His eyes dart, from the opposing coach to his point guard to try to see what play might be coming. His long arms extend in the air, signaling for his teammates' attention. His deep, booming voice then bellows out the play.
Jordan is the captain of the Clippers' defense, and he's intent on putting his team in the best possible position.
"When I know this play is going at Blake [Griffin] in the post, I'll say, 'Blake, post up coming at you,'" Jordan said. "I'll know that Matt Barnes' guy is going to throw the post pass. So I'll tell Matt to press the ball to make sure it's a hard pass. We just try to disrupt the offense as much as possible.
"It's crazy how it's changed that fast. Now I know the plays other teams are running instead of having to ask the coaches. I think it comes from more studying and just watching the games more."
Jordan has become one of the NBA's best defensive performers and is in the conversation for defensive player of the year. He is third in the league in blocked shots at 2.46 a game; he has a presence on the court; he's active and communicates.
"I think in the past, he just kind of floated around there," Phoenix Suns Coach Jeff Hornacek said. "He tried to block a shot when guys came to him. But I think he's in their defensive philosophy. He's rotating out to guys. He's much more active with moving his feet. And when you have a guy that is that big, that athletic, that can do that, it clogs up a lot of things. That's been a big part of their success too."
Jordan studied tape of his idol Bill Russell, learning that there can be art in the blocked shot.
"In my first couple of years, I was just trying to block it ... or block it out of bounds to get an 'ooh or ah' from the crowd," Jordan, who wears No. 6 in honor of Russell, said, laughing. "But now, from watching film and studying guys like Tyson Chandler or Bill Russell, those guys are able to tip it to a teammate or tip it in the air to keep the ball alive."
Jordan leads the NBA in rebounds at 13.8 a game, and he also leads the league in defensive rebounds at 9.7. He has collected at least 12 rebounds in 59 consecutive games and has double-digit rebound totals in 73 of the 79 games he has played this season.
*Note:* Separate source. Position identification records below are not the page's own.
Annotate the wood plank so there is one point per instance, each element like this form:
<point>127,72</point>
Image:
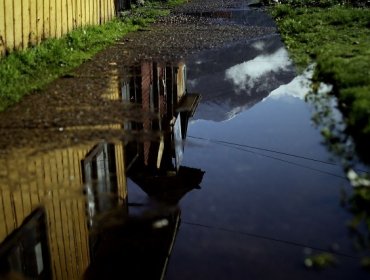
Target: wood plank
<point>2,28</point>
<point>52,18</point>
<point>9,25</point>
<point>3,227</point>
<point>98,11</point>
<point>39,20</point>
<point>59,229</point>
<point>25,23</point>
<point>70,9</point>
<point>26,198</point>
<point>17,18</point>
<point>72,253</point>
<point>33,22</point>
<point>111,9</point>
<point>58,18</point>
<point>77,13</point>
<point>53,238</point>
<point>9,214</point>
<point>33,184</point>
<point>63,16</point>
<point>77,237</point>
<point>84,232</point>
<point>58,175</point>
<point>16,198</point>
<point>83,12</point>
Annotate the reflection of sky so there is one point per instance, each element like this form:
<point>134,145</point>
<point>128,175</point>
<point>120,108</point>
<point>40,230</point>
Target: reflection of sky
<point>298,87</point>
<point>246,74</point>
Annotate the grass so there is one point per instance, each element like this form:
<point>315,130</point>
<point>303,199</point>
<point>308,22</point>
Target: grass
<point>337,39</point>
<point>24,72</point>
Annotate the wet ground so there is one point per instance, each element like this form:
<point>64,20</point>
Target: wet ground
<point>184,151</point>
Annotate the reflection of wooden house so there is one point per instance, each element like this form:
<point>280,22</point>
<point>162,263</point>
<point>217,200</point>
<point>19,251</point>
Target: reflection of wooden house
<point>137,249</point>
<point>54,179</point>
<point>160,89</point>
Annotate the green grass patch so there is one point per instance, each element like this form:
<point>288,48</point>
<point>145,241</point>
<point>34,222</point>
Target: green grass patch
<point>27,71</point>
<point>337,39</point>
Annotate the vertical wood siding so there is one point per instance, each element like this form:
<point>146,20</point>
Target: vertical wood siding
<point>28,22</point>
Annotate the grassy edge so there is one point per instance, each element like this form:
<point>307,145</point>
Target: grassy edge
<point>24,72</point>
<point>337,39</point>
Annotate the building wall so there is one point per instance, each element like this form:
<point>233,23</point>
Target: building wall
<point>53,180</point>
<point>28,22</point>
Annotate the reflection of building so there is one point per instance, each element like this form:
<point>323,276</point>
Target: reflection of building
<point>144,243</point>
<point>160,89</point>
<point>54,179</point>
<point>57,204</point>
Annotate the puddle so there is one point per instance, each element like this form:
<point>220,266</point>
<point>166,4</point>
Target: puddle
<point>199,161</point>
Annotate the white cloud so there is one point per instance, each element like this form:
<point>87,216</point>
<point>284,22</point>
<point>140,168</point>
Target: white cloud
<point>247,74</point>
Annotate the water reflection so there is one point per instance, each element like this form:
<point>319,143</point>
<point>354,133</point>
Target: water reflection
<point>240,77</point>
<point>64,198</point>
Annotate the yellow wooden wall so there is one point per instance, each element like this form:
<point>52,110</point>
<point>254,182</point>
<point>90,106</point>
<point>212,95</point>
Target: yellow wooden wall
<point>28,22</point>
<point>53,180</point>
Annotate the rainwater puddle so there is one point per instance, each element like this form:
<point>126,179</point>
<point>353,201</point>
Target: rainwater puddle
<point>203,167</point>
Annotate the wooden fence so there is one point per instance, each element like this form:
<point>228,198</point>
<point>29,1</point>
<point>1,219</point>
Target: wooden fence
<point>28,22</point>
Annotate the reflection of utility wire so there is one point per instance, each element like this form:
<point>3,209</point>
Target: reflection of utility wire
<point>267,238</point>
<point>261,149</point>
<point>238,147</point>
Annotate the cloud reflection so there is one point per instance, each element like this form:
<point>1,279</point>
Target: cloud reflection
<point>299,87</point>
<point>247,74</point>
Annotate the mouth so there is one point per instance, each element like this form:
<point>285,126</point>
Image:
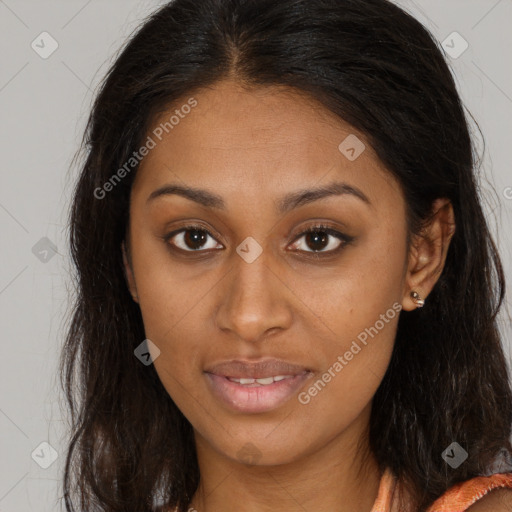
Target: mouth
<point>255,395</point>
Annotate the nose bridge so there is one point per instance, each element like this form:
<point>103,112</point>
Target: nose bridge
<point>253,300</point>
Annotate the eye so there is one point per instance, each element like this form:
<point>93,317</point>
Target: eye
<point>321,237</point>
<point>192,239</point>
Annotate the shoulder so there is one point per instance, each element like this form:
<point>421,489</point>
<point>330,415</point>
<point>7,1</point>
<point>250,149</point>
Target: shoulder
<point>491,493</point>
<point>497,500</point>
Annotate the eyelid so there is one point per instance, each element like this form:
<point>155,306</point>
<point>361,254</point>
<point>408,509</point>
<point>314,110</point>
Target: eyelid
<point>316,227</point>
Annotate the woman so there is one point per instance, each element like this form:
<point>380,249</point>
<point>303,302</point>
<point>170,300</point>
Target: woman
<point>287,290</point>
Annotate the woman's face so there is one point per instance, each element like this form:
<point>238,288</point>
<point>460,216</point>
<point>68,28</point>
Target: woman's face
<point>246,284</point>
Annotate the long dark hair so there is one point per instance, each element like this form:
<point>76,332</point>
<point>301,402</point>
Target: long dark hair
<point>377,68</point>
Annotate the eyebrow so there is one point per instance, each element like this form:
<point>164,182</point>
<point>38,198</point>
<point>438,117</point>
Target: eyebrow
<point>285,204</point>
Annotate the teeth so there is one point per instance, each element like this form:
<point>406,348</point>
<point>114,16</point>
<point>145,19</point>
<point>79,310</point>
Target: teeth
<point>263,382</point>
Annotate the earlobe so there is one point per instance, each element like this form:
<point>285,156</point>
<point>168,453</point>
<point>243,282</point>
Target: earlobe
<point>128,273</point>
<point>427,255</point>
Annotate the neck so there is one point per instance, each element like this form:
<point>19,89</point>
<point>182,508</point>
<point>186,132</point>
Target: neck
<point>341,476</point>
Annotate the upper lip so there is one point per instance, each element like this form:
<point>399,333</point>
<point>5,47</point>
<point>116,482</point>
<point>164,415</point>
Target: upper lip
<point>239,369</point>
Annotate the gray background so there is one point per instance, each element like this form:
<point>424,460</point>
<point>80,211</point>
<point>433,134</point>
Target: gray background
<point>44,104</point>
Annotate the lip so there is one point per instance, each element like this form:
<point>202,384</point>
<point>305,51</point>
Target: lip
<point>240,369</point>
<point>255,399</point>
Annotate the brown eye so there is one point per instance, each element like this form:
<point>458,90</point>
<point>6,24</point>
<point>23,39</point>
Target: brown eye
<point>192,239</point>
<point>321,239</point>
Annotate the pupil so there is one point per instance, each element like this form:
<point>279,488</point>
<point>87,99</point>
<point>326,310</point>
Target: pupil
<point>316,237</point>
<point>195,237</point>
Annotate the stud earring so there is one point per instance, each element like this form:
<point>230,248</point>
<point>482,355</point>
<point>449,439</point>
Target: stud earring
<point>417,299</point>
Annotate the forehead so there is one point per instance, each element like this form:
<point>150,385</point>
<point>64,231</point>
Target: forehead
<point>255,141</point>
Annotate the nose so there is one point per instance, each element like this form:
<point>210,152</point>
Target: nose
<point>254,300</point>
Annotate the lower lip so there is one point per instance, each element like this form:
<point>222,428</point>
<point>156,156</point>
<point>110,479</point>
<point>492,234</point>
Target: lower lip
<point>255,399</point>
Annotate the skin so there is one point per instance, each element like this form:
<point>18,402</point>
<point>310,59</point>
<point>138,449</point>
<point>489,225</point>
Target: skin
<point>251,147</point>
He had only 23 double-digit rebound games last season in 82 games.
"He's blocking shots. He's altering shots. He's getting rebounds," Oklahoma City Coach Scott Brooks said. "He understands pick and rolls and defensive coverages. If he's not defensive player of the year, he's definitely first team [all-defense]."
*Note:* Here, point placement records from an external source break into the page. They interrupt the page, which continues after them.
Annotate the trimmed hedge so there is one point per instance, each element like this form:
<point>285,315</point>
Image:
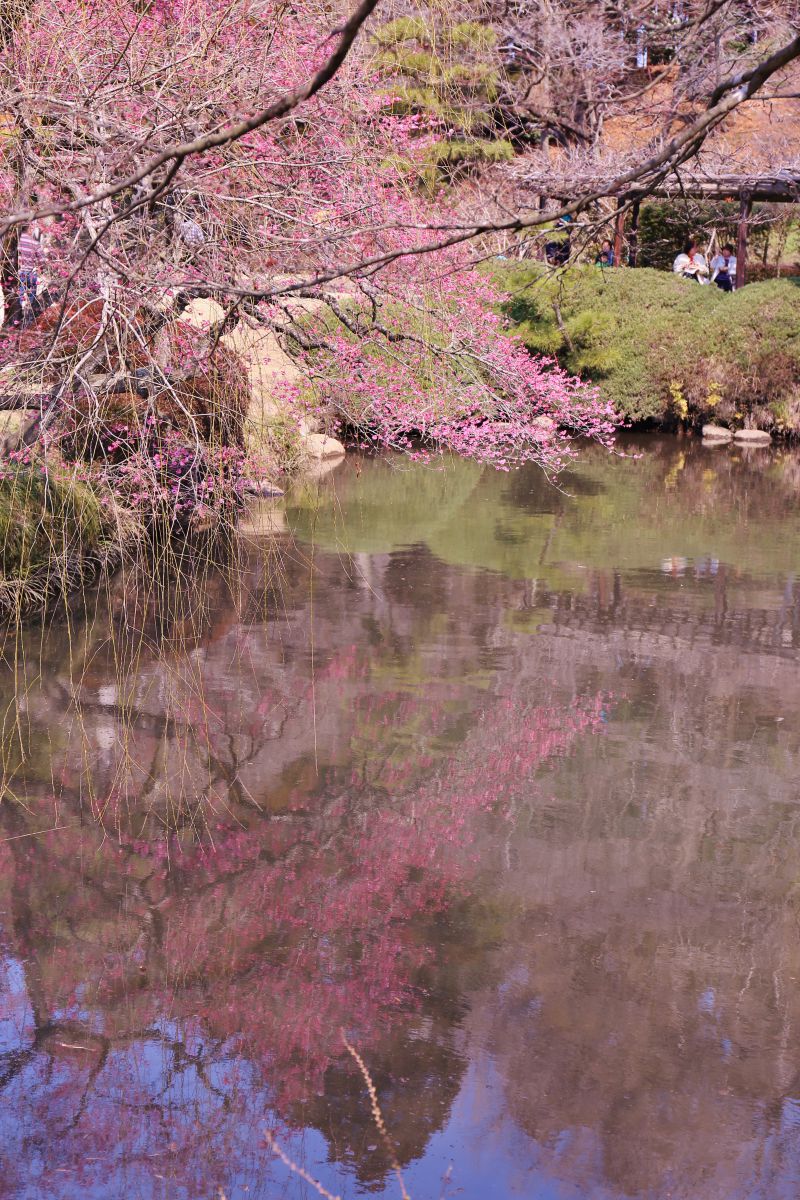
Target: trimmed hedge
<point>665,349</point>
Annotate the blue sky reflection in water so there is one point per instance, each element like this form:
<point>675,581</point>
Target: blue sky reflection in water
<point>510,793</point>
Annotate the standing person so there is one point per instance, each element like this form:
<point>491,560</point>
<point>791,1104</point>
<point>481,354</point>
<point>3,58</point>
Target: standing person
<point>691,263</point>
<point>723,269</point>
<point>29,256</point>
<point>606,256</point>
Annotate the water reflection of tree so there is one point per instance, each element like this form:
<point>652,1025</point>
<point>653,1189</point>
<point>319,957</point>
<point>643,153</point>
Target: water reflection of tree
<point>227,882</point>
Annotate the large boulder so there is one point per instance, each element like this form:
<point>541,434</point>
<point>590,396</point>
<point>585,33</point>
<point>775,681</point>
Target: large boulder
<point>752,437</point>
<point>716,433</point>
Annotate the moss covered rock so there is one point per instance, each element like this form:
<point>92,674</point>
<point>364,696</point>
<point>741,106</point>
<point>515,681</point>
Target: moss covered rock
<point>665,349</point>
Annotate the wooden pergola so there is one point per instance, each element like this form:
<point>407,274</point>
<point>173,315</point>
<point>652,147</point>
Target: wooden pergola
<point>779,187</point>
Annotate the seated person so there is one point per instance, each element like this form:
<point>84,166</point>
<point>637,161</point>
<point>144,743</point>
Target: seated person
<point>606,256</point>
<point>691,263</point>
<point>723,269</point>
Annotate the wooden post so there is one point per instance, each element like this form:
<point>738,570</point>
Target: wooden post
<point>633,239</point>
<point>619,232</point>
<point>741,241</point>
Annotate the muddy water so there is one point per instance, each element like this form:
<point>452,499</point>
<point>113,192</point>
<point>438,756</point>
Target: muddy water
<point>498,781</point>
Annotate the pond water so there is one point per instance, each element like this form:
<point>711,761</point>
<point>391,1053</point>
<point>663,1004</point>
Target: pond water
<point>497,780</point>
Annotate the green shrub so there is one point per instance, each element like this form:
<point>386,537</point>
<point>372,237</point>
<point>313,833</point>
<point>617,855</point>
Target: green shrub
<point>665,349</point>
<point>43,519</point>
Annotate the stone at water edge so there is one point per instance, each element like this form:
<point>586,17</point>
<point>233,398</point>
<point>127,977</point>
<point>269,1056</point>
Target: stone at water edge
<point>319,445</point>
<point>260,487</point>
<point>716,433</point>
<point>752,437</point>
Some reports had Rivers coming to the Clippers with Kevin Garnett and Jordan going to Boston.
Rivers said he wasn't involved in the talks between Clippers President Andy Roeser and Boston President of Basketball Operations Danny Ainge, but he said he told Ainge there was no way the Clippers would part with Jordan. Rivers spoke with the center after becoming Clippers coach.
"The whole thing with DJ, for me it wasn't about the trade," Rivers said. "For me, it was just telling him what I thought of him, what I believed he could be and I really laid it out. I was very honest. I told him it's in him. It's up to him.
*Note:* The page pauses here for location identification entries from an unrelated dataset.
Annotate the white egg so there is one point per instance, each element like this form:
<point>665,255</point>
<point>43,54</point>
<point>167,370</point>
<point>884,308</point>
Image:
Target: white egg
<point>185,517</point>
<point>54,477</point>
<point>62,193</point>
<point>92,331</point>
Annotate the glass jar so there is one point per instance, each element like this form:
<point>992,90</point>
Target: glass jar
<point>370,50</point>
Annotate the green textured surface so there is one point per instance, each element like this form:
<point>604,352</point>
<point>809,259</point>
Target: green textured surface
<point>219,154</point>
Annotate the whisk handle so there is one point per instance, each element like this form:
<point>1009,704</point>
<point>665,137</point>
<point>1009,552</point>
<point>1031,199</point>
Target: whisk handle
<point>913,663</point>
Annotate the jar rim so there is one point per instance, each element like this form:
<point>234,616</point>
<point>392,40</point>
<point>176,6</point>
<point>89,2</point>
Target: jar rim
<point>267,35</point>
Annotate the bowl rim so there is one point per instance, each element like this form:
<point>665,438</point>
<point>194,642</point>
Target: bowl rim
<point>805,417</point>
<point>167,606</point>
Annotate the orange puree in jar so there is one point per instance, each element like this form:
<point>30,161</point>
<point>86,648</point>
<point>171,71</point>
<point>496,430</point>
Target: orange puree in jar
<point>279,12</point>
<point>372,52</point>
"He's a gifted defender. There's nothing wrong with that being your gift."
Jordan was sold.
"Doc brought up the KG trade," Jordan said. "He was man enough to tell me that he didn't want to trade me. I felt like ever since then, I know I can trust him because he didn't have to tell me that."
Jordan is still a poor free-throw shooter, making only 43.9% of his free throws, an improvement over last season when he made just 38.6%.
"Doc told me, 'When they foul you, I'm not going to take you out. If you make one, good. If you make both of them, great. If you miss both of them, you better go down and get me a stop so it'll be the same,'" Jordan said. "So I really took that to heart."
Jordan, 25, is having a career year in his sixth season.
He's averaging career bests in points (10.4), rebounds, blocks, minutes played (35.4) and field-goal percentage (67.4%, which leads the NBA).
And Jordan has impressed many with his play, especially former Clippers teammate and mentor Chauncey Billups, who is now playing with the Detroit Pistons.
The two still talk via text or cellphone several times a week.
"DJ has grown three or four seasons in a few months," Billups said in a phone interview. "All the things that he's doing now, I was on him hard because I felt like he could have done that last year.
"But he wasn't ready. He has focused in and he's committed himself and he's getting that same message now from somebody that can hold him 100% accountable, which is Doc and [Clippers assistant] Ty Lue, who is doing all the defense. In my eyes, DJ is one of the most improved players in the league. I believe he should be the defensive player of this year."